#trending


We Americans love our Cokes and Mountain Dews. An interactive map, published on Slate magazine this week, illustrates just how much. According to Slate’s source, Euromonitor International, the average resident of the USA consumes 170 liters of soda (or “pop” if you’re a Midwesterner like me) in a year. Only Mexico comes close to our level of consumption, and we still have their measly 146 liters per year beat by 16 percent. USA! USA!

African Americans consume more sugar-sweetened beverages (or SSBs) compared with whites of the same ages, says a report by the African American Collaborative Obesity Research Network (AACORN). And black women’s (ages 31 to 50) average daily consumption of calories from SSBs is double that of white females in the same age range.

Folks, we have met the enemy: It’s super sweet and often fizzy.

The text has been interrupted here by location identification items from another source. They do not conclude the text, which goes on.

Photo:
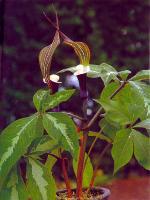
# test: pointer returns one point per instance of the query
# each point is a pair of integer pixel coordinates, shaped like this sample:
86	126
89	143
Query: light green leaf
44	101
144	124
142	149
122	149
100	136
40	183
124	74
105	71
44	144
88	171
143	91
39	98
14	141
14	188
62	129
141	75
70	69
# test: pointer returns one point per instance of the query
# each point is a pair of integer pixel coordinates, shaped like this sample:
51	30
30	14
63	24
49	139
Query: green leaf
40	183
141	149
144	124
100	136
39	98
88	171
62	129
104	71
126	106
14	188
143	91
14	141
141	75
109	128
44	101
124	74
108	91
70	69
44	144
122	149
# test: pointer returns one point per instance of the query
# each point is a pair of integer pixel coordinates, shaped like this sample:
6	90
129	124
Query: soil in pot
96	193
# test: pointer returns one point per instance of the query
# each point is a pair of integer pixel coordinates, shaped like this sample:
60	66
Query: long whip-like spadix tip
56	26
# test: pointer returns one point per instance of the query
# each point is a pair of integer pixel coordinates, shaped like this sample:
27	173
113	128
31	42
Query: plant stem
66	178
96	169
80	169
91	122
91	147
74	116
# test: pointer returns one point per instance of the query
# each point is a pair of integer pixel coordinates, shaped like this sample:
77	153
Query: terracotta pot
100	194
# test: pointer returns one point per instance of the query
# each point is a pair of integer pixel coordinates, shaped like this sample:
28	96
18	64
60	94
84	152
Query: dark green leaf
40	182
62	129
144	124
45	144
141	149
100	136
39	98
14	141
104	71
122	149
14	188
125	108
44	101
141	75
109	128
143	91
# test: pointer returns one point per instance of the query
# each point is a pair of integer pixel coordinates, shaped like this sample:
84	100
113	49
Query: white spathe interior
81	69
54	78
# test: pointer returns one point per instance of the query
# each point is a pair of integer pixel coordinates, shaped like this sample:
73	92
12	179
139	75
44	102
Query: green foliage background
115	30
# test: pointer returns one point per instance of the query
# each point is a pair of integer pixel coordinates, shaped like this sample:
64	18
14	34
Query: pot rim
105	192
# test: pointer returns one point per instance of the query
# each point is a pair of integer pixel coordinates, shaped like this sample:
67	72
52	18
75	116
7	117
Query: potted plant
30	146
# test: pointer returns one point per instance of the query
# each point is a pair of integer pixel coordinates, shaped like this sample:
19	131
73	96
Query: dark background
115	30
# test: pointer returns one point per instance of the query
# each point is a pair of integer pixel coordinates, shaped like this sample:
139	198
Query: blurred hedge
115	30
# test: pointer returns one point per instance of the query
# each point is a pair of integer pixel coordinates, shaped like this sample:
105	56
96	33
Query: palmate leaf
107	73
14	188
109	128
44	144
126	107
43	100
141	148
128	141
144	124
143	90
141	75
62	129
45	56
40	183
14	141
122	149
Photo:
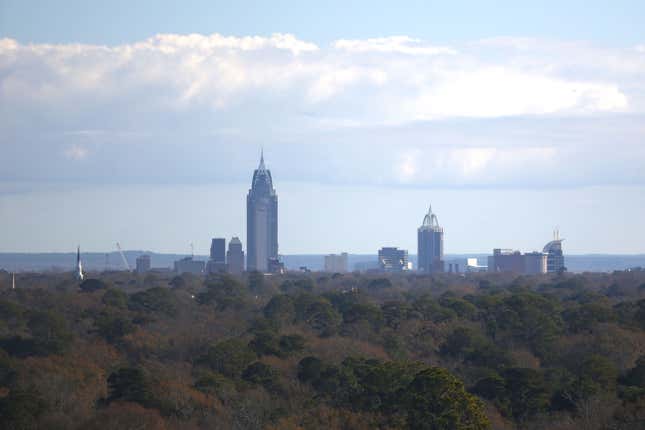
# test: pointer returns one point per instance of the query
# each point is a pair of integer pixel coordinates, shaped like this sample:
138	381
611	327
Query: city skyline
143	136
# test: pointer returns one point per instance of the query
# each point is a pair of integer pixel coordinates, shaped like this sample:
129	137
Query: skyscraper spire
261	166
79	266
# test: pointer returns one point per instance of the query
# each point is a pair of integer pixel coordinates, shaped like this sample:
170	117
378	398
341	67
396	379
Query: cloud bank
500	112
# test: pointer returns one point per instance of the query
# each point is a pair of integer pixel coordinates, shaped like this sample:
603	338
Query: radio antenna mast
125	261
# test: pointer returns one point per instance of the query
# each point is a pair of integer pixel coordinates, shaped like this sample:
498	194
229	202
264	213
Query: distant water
38	262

Studies have shown over consumption of sugar-laden drinks, such as sodas, fruit juices, and sports drinks, can contribute to type 2 diabetes, dental decay, and other chronic illnesses that increasingly plague the country and, disproportionately, the black community. If our affection for sugary liquid plays a part in African America’s failing health, then we may have a tough road ahead. The AACORN study, “Impact of Sugar-Sweetened Beverage Consumption on Black Americans’ Health,” reports that black adolescents’ intake of sodas and other sweet beverages is increasing, possibly due, in part, to disproportionate targeting by advertising.

*Climbs up on soap box*

This is why I believe that constant harping on obesity hurts us. It is not so much that we are a nation of Fatty Fat McFatty Jenkins that is killing us. It is our sedentary lifestyles and poor food choices (and stress and lack of affordable health care, but I digress), like drinking 170 liters of soda over a year. In addition to chronic illness, fatness can be (but is not always) the result of not exercising enough or eating right. But we are hyper-focused on obesity, not root causes of overweight and illness. All those skinny high schoolers clutching 20-ounce bottles of orange Crush at the bus stop must be healthy, because they’re not fat (yet).

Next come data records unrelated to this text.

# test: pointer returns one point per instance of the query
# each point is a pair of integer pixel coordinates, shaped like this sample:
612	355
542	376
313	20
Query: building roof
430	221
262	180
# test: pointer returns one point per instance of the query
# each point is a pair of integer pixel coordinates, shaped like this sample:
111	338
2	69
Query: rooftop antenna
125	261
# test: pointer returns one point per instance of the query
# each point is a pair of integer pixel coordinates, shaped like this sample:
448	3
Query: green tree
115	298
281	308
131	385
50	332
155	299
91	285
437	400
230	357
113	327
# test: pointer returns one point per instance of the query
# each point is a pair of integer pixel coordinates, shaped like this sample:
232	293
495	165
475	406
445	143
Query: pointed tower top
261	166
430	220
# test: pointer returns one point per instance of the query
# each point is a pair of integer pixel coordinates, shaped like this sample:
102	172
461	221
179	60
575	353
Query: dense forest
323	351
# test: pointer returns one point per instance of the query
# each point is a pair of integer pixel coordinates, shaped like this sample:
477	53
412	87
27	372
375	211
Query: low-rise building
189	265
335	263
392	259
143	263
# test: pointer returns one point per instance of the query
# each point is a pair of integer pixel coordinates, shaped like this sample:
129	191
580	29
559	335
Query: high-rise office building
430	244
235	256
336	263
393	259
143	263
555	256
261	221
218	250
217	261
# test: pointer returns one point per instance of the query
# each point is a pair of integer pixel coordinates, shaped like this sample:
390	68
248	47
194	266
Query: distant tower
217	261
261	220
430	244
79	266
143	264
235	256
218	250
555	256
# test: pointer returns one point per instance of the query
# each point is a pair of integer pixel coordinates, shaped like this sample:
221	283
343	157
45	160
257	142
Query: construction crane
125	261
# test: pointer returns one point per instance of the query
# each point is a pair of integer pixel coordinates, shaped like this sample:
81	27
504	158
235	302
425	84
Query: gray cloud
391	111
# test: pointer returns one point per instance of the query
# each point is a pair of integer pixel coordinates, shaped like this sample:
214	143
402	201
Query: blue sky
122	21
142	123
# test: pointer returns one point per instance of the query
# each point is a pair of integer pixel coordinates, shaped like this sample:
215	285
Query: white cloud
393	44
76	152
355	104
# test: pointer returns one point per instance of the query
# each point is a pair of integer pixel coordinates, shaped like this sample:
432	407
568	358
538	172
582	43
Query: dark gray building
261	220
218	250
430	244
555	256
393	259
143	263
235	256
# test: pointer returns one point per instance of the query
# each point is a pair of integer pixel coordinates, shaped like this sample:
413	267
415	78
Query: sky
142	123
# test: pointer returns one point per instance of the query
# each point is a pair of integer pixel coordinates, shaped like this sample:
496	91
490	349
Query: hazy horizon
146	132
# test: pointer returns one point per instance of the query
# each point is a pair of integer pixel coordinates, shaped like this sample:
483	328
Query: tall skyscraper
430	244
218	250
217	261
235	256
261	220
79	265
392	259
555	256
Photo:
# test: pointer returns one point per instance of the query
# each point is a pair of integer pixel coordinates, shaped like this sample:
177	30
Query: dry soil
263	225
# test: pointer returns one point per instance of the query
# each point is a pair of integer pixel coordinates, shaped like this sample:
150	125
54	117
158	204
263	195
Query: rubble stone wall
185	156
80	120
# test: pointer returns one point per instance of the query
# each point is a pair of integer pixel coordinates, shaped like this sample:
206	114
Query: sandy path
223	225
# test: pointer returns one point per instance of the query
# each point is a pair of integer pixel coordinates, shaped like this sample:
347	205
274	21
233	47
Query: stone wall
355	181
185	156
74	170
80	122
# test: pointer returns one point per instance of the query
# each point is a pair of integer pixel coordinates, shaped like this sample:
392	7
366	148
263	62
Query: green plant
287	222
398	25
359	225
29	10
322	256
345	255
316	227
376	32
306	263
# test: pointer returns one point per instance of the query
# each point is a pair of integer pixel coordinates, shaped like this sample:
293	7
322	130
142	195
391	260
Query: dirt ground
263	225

People looking to take control of their health need better and more concrete guidance than “don’t be fat.”

*Hops down from soap box*

The Harvard School of Public Health recommends water as the drink of choice for healthy living. But the institution acknowledges that for some people, water may not be satisfying. Our palates have gotten used to sweetness. It will take concerted effort “from creative food scientists and marketers in the beverage industry, as well as from individual consumers and families, schools and worksites, and state and federal government” to retrain our individual and collective tastebuds.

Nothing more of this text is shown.